Chat Completions

Endpoint

POST /v1/chat/completions

Request Body

Field	Type	Default	Description
`model`	string	`"auto"`	Model identifier. Use `"auto"` for health-aware round-robin across all providers, or specify a model from `GET /v1/models`.
`messages`	array	required	Conversation history. Each item has `role`, `content`, and optional `name`.
`stream`	boolean	`false`	When `true`, responses are streamed as server-sent events.
`temperature`	number	—	Sampling temperature (0–2). Higher values produce more varied output.
`max_tokens`	number	—	Maximum number of tokens to generate.
`min_reasoning_level`	string	—	Minimum reasoning tier for auto-routing. One of `"low"`, `"medium"`, `"high"`.
`tools`	array	—	List of tool/function definitions. When present, the gateway only routes to models that support tool calling.
`tool_choice`	string \| object	—	Controls tool use: `"none"`, `"auto"`, `"required"`, or `{ type: "function", function: { name: "..." } }`.
`response_format`	object	—	Set to `{ type: "json_object" }` for structured JSON output.
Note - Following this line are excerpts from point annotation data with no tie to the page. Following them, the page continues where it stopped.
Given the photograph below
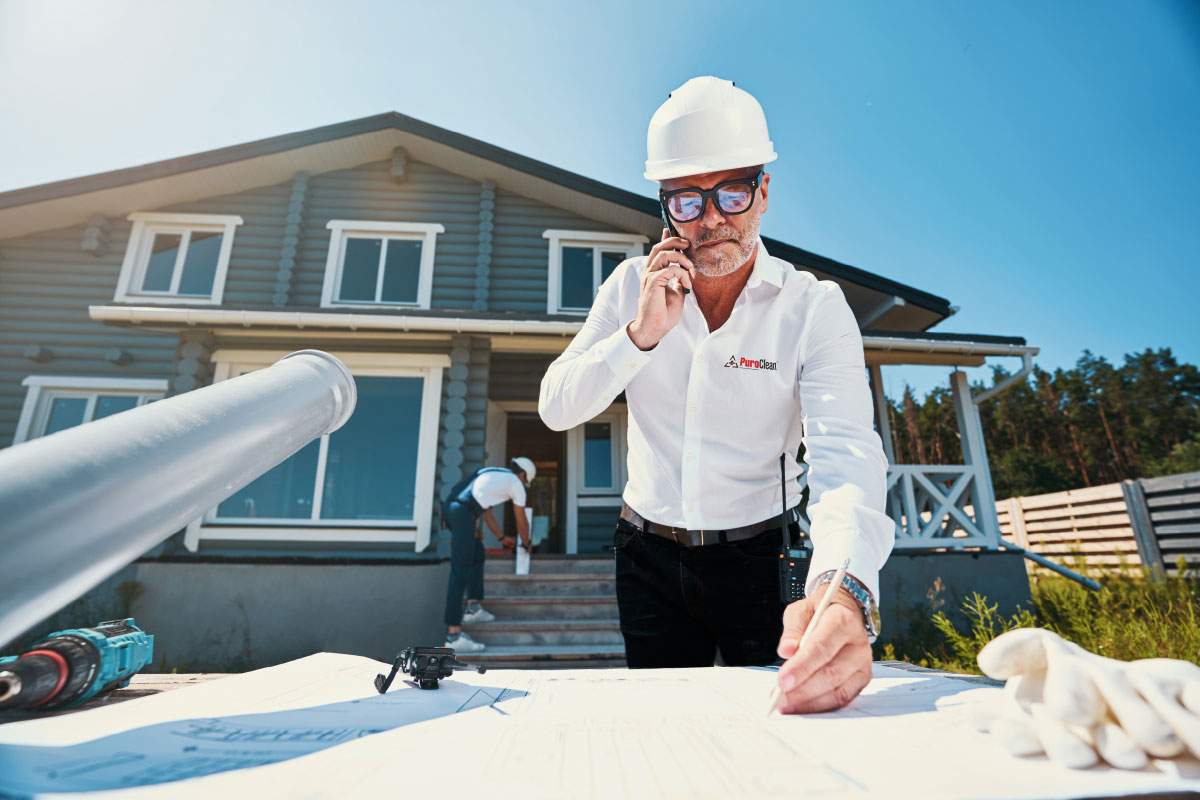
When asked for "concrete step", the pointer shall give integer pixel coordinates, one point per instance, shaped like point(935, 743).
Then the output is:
point(550, 583)
point(557, 607)
point(570, 656)
point(546, 632)
point(558, 564)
Gateway only routes to models with JSON mode support.
`project_id`	string	required*	Project tag for analytics and rate accounting. You can also send `x-gateway-project-id`; one of the two is required.

Message Object

Messages support both text and multimodal (vision) content:

{
  "role": "user",
  "content": "What is the capital of France?",
  "name": "alice"
}

For vision requests, use the array content format with image URLs:

{
  "role": "user",
  "content": [
    { "type": "text", "text": "What's in this image?" },
    { "type": "image_url", "image_url": { "url": "https://example.com/photo.jpg" } }
  ]
}

When the gateway detects image_url content parts, it automatically filters to vision-capable models (e.g. Gemini, Groq Llama 4).

Field	Type	Description
`role`	string	One of `"system"`, `"user"`, `"assistant"`, `"tool"`.
`content`	string \| array	Message text, or array of content parts for multimodal input.
`name`	string	Optional display name for the message author.

Capability-Based Routing

The gateway automatically detects what capabilities your request needs and filters models accordingly:

Request Feature	Detected Capability	Effect
`tools` array present	Tool calling	Only routes to models that support function calling
`response_format: { type: "json_object" }`	JSON mode	Only routes to models with structured output
`image_url` in message content	Vision	Only routes to vision-capable models
Large prompt	Context window	Excludes models whose context window is too small

This is fully automatic — no extra headers or configuration needed.

Non-Streaming Response

A standard OpenAI-compatible response object is returned. The gateway adds extra diagnostic headers:

Header	Description
`x-gateway-provider`	The backend provider that served the request (e.g. `groq`, `gemini`).
`x-gateway-model`	The exact model used by the provider.
`x-gateway-attempts`	Number of provider attempts before a successful response.
`x-gateway-request-id`	Unique request identifier for support and log correlation.
`x-gateway-reasoning-effort`	The reasoning effort level applied to the request.

Example Response

{
  "id": "chatcmpl-abc123",
  "object": "chat.completion",
  "created": 1714000000,
  "model": "llama-3.3-70b-versatile",
  "choices": [
    {
      "index": 0,
      "message": {
        "role": "assistant",
        "content": "The capital of France is Paris."
      },
      "finish_reason": "stop"
    }
  ],
  "usage": {
    "prompt_tokens": 15,
    "completion_tokens": 9,
    "total_tokens": 24
  }
}

Streaming Response

When stream: true, the response is a stream of data: lines in SSE format, each containing a JSON delta object. The stream is terminated by data: [DONE].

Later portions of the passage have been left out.